When the ruling vampire coven the Volturi learn of Renesmee's existence, however, they rush to confront the Cullens, thinking that they've broken the law against turning children into vampires. Edward and his family quickly gather support from vampire allies around the world (each with his or her own superpower; what is this, an X-Men movie?), hoping to convince the Volturi that the girl was born a vampire, not made into one. But if they can't change the ruthless coven's mind, the Cullens and their posse are prepared for all-out war to protect the ones they love.
The End Result
To its credit, though, the franchise tends to end each movie with a bang, and Breaking Dawn Part 2 delivers the biggest bang of them all with the final rumble between the Cullens & Co. and the Volturi. As a horror fan, I can say that the coolest thing about these "sparkly" vampires is that they must be decapitated to be killed, so the sight of vamps (and werewolves) ripping (and biting) off heads right and left is by far the most entertaining thing the Twilight Saga has ever offered up. There's a cute twist ending, too, but it does little to dismiss the notion of these films as being "toothless" vampire tales. Unfortunately, the best parts of Breaking Dawn Part 2 come at the tail end of a tiresome 115-minute run time that may very well render you unconscious by the time the throwdown begins.

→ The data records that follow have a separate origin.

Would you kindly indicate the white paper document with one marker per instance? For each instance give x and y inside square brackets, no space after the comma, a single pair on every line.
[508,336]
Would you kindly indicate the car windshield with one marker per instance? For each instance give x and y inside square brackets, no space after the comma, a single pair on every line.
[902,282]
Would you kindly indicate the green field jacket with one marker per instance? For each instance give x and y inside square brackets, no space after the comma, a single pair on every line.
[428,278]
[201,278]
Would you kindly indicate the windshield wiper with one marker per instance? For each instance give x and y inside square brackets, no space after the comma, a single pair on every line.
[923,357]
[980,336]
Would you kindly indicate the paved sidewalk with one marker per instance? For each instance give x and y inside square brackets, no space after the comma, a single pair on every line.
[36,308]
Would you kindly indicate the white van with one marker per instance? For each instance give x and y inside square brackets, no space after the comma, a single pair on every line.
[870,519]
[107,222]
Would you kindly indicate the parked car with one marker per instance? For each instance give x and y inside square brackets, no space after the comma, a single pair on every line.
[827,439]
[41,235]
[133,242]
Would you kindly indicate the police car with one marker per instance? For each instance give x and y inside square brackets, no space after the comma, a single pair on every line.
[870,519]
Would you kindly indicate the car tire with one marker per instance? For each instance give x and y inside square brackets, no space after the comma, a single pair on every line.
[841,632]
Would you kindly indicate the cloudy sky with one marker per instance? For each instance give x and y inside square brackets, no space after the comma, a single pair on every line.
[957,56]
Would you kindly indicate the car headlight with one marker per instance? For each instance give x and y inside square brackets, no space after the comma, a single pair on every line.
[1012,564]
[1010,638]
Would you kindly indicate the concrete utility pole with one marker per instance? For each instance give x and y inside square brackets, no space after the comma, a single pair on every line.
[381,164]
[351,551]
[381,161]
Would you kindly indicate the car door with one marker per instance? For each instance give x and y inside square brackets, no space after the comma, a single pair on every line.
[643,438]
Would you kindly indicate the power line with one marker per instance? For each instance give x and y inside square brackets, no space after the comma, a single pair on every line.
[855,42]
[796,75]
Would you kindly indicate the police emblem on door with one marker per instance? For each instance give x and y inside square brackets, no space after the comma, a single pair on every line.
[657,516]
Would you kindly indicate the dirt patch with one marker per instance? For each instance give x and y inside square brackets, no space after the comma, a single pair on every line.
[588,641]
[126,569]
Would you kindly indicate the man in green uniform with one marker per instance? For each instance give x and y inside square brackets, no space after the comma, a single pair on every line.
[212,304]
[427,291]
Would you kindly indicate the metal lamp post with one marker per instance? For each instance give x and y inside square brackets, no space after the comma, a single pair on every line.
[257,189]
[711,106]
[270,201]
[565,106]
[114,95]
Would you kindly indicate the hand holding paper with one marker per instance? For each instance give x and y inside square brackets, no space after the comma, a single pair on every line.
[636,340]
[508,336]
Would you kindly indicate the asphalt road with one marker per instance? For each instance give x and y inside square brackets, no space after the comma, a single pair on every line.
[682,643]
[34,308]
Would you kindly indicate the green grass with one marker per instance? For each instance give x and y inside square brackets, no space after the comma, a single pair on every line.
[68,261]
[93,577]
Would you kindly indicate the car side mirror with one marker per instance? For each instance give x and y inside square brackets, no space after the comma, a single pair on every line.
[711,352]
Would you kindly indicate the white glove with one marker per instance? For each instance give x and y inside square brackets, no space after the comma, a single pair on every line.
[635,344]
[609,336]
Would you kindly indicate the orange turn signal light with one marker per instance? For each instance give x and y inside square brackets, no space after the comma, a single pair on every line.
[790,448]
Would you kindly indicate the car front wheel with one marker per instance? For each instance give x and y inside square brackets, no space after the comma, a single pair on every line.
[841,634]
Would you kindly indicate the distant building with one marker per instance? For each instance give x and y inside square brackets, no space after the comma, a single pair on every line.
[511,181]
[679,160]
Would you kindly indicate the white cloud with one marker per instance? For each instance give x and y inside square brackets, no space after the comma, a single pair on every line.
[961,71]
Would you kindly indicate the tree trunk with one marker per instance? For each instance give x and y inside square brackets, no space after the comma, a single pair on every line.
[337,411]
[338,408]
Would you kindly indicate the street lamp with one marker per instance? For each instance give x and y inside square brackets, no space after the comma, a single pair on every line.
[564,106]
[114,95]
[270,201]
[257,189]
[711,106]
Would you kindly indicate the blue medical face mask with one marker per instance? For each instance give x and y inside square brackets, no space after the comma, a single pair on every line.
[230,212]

- Acting: D+ (Only Michael Sheen's foppishly over-the-top performance redeems the seemingly bored cast.)
- Direction: C (Handles the action scenes OK, but the emotion is tepid and the CGI is overdone.)
- Script: D+ (Bloated with hammy dialogue and silly, overblown plot.)
- Gore/Effects: C- (Minimal gore, despite the decapitations; too many green screens and CGI babies.)
- Overall: C- (Do yourself a favor: wait for it to hit home video, rent it and fast-forward to the big fight scene at the end.)
The Twilight Saga: Breaking Dawn Part 2 is directed by Bill Condon and is rated PG-13 by the MPAA for sequences of violence including disturbing images, some sensuality and partial nudity. Release date: November 16, 2012.